当座預金出納帳の書き方

当座預金出納帳の記入方法

当座預金出納帳とは、当座預金の増減を記録して残高を明らかにするのが目的の帳簿です。当座預金の減少には小切手の振出しも含まれている点に注意しておきましょう。

以下の取引を例に記入方法を解説していきます。

4月3日 現金10,000円を当座預金に預け入れた。
4月6日 A商店から商品4,000円を仕入れて、代金は小切手#003を振出して支払った。

当座預金出納帳の記入例

日付や摘要欄、預入・引出欄、残高欄など、基本的な記入方法は現金出納帳とほとんど同じです。当座預金にお金が入ったら預入欄に、当座預金からお金が出ていったら引出欄にそれぞれ金額を記入します。

月末におこなう次月繰越の記入と締め切り、翌月1日付きの前月繰越についても現金出納帳の記入と変わりません。

現金出納帳との違いは、小切手番号欄と借貸欄がある点です。

小切手番号には、振出した小切手の番号を記入します。
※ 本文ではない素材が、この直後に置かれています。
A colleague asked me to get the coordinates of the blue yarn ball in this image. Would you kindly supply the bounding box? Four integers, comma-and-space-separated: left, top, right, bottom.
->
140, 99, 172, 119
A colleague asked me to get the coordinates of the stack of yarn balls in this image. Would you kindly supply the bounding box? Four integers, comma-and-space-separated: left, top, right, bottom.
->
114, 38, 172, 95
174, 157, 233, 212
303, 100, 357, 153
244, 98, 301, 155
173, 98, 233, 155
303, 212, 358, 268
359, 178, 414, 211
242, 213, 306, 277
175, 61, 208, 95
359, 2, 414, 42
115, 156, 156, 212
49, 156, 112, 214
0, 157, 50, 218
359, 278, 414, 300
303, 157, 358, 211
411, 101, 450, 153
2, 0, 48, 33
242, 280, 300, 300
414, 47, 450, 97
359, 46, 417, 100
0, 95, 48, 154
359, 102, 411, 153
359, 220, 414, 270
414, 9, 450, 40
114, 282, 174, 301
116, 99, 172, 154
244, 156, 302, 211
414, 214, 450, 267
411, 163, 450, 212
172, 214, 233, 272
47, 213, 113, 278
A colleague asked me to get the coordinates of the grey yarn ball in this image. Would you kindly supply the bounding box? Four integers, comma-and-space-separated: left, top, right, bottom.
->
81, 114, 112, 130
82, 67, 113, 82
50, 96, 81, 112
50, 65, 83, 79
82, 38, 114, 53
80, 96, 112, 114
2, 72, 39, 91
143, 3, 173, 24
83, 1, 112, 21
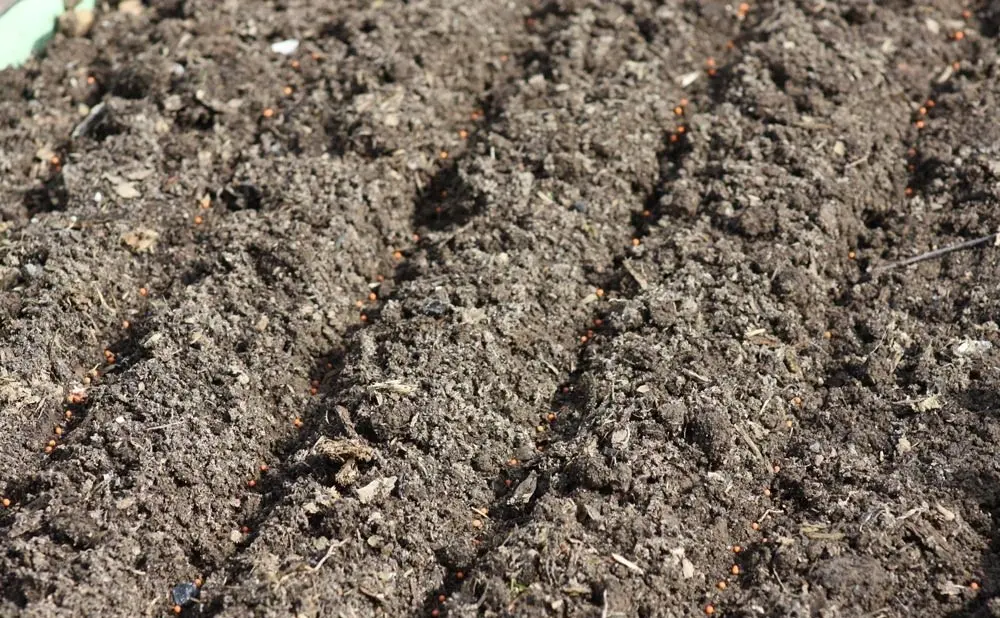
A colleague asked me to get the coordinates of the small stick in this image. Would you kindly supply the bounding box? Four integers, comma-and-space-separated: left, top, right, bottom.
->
871, 234, 997, 274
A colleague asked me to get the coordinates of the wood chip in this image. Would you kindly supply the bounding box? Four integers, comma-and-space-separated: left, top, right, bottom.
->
611, 554, 646, 575
313, 436, 375, 461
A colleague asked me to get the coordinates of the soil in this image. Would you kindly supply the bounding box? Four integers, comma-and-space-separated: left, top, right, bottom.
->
0, 0, 1000, 618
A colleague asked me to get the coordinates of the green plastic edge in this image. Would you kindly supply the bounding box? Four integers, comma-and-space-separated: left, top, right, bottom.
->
0, 0, 96, 69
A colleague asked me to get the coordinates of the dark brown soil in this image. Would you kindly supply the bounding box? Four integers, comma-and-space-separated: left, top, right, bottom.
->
0, 0, 1000, 618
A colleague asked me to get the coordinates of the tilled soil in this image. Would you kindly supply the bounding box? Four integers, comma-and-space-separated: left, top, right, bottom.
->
0, 0, 1000, 618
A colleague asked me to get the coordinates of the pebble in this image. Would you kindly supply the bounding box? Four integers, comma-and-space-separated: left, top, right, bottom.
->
170, 582, 200, 607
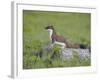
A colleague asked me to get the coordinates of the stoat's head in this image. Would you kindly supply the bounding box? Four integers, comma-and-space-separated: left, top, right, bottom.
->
45, 25, 54, 31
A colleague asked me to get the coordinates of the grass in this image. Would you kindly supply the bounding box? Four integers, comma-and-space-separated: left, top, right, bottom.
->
23, 10, 91, 69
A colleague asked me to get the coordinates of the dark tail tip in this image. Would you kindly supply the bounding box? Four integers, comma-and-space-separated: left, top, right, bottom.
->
80, 44, 87, 49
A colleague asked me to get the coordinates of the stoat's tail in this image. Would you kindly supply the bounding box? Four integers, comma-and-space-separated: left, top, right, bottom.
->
79, 44, 91, 52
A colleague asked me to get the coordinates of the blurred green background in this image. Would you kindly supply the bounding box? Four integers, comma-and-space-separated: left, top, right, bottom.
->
23, 10, 91, 69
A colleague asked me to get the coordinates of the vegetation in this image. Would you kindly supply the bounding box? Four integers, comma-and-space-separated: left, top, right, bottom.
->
23, 10, 91, 69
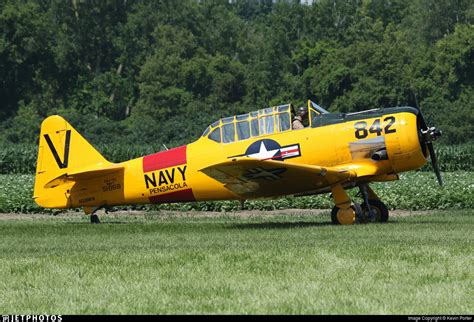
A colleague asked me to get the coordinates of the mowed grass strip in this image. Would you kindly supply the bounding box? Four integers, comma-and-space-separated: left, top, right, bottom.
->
0, 210, 474, 314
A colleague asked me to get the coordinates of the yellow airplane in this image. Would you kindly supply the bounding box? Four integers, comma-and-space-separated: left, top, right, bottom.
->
33, 101, 442, 224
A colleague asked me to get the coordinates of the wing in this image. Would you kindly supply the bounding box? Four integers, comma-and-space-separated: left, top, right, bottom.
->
201, 158, 355, 198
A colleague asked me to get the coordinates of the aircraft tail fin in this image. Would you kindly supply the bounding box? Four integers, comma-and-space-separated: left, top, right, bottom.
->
33, 115, 117, 208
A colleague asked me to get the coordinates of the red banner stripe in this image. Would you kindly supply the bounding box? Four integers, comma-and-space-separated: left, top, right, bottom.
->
143, 145, 186, 172
150, 189, 196, 203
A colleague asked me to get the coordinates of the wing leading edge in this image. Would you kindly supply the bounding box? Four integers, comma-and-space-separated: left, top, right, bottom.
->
201, 158, 356, 198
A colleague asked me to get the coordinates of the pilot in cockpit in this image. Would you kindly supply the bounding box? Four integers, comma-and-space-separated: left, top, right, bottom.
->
292, 106, 308, 130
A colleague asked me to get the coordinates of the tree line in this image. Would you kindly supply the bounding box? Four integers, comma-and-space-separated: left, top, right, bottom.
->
0, 0, 474, 146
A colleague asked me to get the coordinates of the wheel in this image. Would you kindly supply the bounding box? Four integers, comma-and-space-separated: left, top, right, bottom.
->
331, 203, 363, 225
91, 214, 100, 224
361, 199, 388, 222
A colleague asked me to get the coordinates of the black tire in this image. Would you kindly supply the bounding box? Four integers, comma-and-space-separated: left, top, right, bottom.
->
91, 214, 100, 224
331, 203, 363, 225
361, 199, 388, 222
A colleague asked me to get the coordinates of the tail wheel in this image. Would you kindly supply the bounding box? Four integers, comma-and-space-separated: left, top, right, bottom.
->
361, 199, 388, 222
331, 204, 363, 225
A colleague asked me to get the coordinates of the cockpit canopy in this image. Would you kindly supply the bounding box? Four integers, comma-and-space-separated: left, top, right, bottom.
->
202, 104, 292, 143
202, 101, 329, 143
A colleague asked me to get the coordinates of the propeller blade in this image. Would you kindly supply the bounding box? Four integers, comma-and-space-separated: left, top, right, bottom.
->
426, 142, 443, 186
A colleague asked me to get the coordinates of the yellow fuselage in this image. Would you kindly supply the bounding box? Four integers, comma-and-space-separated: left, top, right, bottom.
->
64, 110, 426, 207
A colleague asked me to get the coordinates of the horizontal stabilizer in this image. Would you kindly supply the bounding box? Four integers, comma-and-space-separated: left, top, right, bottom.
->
44, 164, 124, 189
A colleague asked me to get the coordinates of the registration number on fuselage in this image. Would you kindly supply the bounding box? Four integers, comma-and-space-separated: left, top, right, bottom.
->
354, 116, 397, 139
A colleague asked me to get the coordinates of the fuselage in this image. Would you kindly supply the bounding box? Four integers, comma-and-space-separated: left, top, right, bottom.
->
67, 107, 426, 207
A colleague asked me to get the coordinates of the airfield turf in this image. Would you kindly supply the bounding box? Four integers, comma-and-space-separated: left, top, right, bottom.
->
0, 210, 474, 315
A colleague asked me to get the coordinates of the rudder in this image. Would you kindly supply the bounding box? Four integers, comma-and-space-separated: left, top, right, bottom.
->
33, 115, 111, 208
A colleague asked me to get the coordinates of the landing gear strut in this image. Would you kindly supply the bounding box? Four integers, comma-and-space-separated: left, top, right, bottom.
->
359, 182, 388, 222
331, 182, 388, 225
331, 184, 363, 225
83, 206, 107, 224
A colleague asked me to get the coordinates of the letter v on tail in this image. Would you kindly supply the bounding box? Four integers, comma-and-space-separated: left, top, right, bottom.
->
44, 130, 71, 169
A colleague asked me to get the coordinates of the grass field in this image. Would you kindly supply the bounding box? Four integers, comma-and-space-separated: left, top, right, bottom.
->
0, 210, 474, 314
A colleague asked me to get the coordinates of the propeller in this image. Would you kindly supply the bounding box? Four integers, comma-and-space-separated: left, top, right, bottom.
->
413, 92, 443, 186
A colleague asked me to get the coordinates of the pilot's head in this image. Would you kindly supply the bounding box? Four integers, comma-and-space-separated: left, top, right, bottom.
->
298, 106, 308, 119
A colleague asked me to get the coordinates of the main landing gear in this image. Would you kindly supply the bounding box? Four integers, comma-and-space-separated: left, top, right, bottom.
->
83, 207, 107, 224
331, 182, 388, 225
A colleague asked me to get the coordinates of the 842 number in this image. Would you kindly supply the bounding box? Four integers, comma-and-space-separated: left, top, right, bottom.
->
354, 116, 397, 139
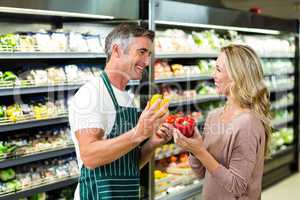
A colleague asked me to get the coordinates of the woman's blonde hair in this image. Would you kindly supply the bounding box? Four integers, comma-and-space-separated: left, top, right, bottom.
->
221, 45, 272, 157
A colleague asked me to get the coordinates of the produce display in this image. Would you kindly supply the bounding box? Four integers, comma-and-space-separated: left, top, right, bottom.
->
271, 128, 294, 154
261, 59, 294, 75
265, 75, 295, 90
0, 157, 79, 194
155, 29, 295, 56
23, 186, 75, 200
0, 31, 104, 53
271, 92, 294, 109
0, 98, 67, 125
0, 64, 101, 88
160, 82, 216, 102
154, 59, 215, 79
272, 110, 294, 125
0, 127, 73, 160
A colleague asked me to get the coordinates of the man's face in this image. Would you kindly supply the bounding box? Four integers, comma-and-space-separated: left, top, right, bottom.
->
123, 37, 152, 80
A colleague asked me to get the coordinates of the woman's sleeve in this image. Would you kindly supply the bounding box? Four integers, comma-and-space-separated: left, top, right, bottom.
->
189, 114, 210, 179
212, 126, 258, 197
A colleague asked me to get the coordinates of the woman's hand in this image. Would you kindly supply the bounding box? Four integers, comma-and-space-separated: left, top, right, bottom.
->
149, 123, 175, 147
173, 127, 204, 154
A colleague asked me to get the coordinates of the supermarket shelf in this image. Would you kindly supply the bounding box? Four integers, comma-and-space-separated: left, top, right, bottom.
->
0, 146, 75, 169
264, 71, 295, 76
0, 80, 140, 96
155, 75, 213, 83
264, 146, 296, 174
155, 182, 203, 200
169, 95, 225, 107
0, 84, 81, 96
259, 52, 295, 58
0, 176, 78, 200
0, 52, 106, 59
272, 116, 294, 129
271, 102, 294, 110
269, 85, 294, 93
0, 116, 69, 133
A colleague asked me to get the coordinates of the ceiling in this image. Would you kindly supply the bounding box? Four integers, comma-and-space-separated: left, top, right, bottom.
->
175, 0, 300, 19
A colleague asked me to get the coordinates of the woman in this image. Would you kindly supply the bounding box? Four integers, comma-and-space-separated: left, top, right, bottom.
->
174, 45, 271, 200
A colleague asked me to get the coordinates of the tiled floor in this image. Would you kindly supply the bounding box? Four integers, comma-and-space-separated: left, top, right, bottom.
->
262, 173, 300, 200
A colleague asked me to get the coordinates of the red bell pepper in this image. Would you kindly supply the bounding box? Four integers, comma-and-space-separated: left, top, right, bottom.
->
165, 115, 176, 125
175, 117, 196, 138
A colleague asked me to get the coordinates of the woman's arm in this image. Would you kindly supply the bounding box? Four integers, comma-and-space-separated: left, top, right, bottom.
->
189, 154, 206, 179
193, 128, 263, 197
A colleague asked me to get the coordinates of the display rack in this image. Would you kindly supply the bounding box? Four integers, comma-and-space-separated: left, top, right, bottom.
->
144, 0, 299, 200
0, 1, 140, 200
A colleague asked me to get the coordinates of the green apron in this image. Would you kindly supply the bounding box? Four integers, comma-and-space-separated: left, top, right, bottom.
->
79, 72, 140, 200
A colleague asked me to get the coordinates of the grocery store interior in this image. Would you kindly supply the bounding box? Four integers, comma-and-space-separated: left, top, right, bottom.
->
0, 0, 300, 200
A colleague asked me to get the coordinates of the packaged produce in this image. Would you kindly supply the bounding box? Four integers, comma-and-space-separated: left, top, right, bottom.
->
175, 117, 196, 138
0, 168, 16, 181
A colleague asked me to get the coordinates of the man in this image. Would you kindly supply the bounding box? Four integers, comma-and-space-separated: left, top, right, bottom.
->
69, 24, 172, 200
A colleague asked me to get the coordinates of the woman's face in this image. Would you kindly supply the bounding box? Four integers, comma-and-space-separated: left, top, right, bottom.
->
213, 52, 233, 96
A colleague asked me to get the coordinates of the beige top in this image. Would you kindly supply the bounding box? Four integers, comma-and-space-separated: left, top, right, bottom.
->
190, 108, 265, 200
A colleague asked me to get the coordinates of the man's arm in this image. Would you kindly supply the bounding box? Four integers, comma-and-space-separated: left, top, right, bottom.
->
139, 141, 158, 169
75, 128, 143, 169
75, 101, 168, 168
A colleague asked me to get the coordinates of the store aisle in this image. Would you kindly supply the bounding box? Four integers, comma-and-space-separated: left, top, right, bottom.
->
262, 173, 300, 200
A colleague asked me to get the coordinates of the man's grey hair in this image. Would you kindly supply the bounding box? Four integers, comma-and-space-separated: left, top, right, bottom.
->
105, 24, 154, 61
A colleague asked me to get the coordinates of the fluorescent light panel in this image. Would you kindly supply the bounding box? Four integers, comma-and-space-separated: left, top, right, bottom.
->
0, 6, 114, 19
155, 20, 280, 35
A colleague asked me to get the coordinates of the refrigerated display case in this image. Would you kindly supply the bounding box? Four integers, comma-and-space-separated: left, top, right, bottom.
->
144, 0, 299, 200
0, 1, 139, 200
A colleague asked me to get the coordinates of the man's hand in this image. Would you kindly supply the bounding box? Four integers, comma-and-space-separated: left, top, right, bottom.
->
149, 123, 175, 148
135, 100, 169, 142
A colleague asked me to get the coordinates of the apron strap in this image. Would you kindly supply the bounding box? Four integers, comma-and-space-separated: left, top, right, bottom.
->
100, 71, 119, 110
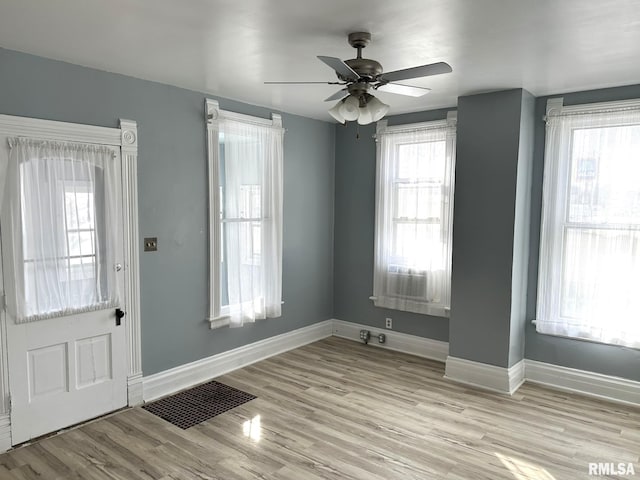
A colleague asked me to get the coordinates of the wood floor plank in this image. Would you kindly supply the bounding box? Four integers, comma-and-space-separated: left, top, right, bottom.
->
0, 337, 640, 480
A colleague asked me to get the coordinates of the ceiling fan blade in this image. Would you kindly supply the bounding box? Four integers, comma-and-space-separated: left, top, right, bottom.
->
379, 62, 453, 82
264, 82, 340, 85
376, 83, 431, 97
318, 55, 360, 80
324, 88, 348, 102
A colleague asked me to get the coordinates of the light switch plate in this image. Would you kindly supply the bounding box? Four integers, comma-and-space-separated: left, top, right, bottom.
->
144, 237, 158, 252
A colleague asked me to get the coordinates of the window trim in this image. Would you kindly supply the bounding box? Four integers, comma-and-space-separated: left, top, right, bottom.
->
205, 98, 282, 330
369, 110, 458, 318
531, 97, 640, 348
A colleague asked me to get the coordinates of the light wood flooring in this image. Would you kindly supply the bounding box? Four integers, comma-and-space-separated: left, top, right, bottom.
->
0, 337, 640, 480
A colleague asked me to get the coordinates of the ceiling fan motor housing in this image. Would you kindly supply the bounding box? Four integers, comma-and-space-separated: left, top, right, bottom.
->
338, 32, 382, 82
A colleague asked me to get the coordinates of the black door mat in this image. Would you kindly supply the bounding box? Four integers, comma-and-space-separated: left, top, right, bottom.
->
142, 381, 257, 430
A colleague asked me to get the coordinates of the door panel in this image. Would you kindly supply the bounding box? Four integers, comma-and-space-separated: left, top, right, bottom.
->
0, 136, 127, 445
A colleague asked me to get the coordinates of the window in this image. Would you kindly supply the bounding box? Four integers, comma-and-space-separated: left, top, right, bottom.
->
207, 101, 283, 328
536, 99, 640, 348
4, 138, 120, 322
372, 112, 456, 316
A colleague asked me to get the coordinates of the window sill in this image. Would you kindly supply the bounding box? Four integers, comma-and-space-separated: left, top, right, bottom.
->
369, 296, 451, 318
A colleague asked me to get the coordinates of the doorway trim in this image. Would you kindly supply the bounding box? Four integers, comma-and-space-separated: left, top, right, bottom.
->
0, 115, 143, 452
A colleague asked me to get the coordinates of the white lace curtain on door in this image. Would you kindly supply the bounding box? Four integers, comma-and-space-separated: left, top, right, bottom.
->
2, 138, 121, 323
220, 120, 283, 327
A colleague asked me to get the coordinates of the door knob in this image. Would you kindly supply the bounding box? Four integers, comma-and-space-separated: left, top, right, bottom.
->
116, 308, 125, 327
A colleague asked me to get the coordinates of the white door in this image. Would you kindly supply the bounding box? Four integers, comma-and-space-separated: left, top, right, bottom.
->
0, 133, 127, 445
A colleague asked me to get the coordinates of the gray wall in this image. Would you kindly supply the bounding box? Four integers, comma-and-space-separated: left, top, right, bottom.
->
334, 110, 449, 341
0, 49, 335, 375
449, 89, 530, 367
509, 91, 535, 366
525, 85, 640, 381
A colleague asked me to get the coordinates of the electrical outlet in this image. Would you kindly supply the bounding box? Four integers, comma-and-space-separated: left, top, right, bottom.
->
144, 237, 158, 252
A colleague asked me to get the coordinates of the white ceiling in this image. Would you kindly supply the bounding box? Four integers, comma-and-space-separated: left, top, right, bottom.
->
0, 0, 640, 121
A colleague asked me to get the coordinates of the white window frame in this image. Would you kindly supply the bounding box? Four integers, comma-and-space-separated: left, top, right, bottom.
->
369, 111, 457, 317
533, 97, 640, 348
205, 99, 282, 330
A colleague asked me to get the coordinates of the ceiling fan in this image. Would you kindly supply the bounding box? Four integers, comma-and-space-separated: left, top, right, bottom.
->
264, 32, 452, 125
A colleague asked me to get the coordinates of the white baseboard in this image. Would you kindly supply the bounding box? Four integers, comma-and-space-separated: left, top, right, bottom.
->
333, 319, 449, 362
0, 413, 11, 453
141, 319, 640, 408
444, 356, 525, 395
127, 373, 144, 407
525, 360, 640, 406
142, 320, 333, 402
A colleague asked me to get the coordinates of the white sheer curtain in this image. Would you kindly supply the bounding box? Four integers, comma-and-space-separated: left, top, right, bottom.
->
373, 122, 455, 316
2, 138, 121, 323
536, 105, 640, 348
219, 119, 283, 327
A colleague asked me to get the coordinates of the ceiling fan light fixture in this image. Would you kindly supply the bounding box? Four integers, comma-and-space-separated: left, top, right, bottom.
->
329, 100, 347, 125
338, 95, 360, 122
358, 103, 373, 125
例でいうと、#003が小切手番号です。

借貸欄には、借方をあらわす「借」または、貸方をあらわす「貸」を記入します。

現金出納帳の場合は現金の残高が貸方にある状態は通常ありえません。しかし、当座預金出納帳の場合は当座借越によって借方にくるケースはありえます。ですから、残高が借方なのか貸方なのかを把握するために借貸欄が設けられているのです。

仮に上記の例に以下の取引を加えたとします。

4月9日 B商店から商品10,000円を仕入れて、代金は小切手#004を振出して支払った。なお、当店は銀行と限度額10,000円の当座借越契約を結んでいる。

これを当座預金出納帳に記入すると以下のようになります。

マイナスがある場合の当座預金出納帳の記入例

借貸欄に「貸」と記入されることで、残高は当座借越(銀行への借金)であるとわかるわけです。

なお、当座預金出納帳は1つに複数の金融機関とのやりとりを記録することはできません。いくつかの銀行に当座預金口座がある場合は、その数の分だけ帳簿を用意する必要があります。

当座預金出納帳も現金出納帳と同じくらい出題頻度は低いですから、そこまで覚えなくてもいいかもしれません。余裕がある方は実際に記入の練習をしておくようにしましょう。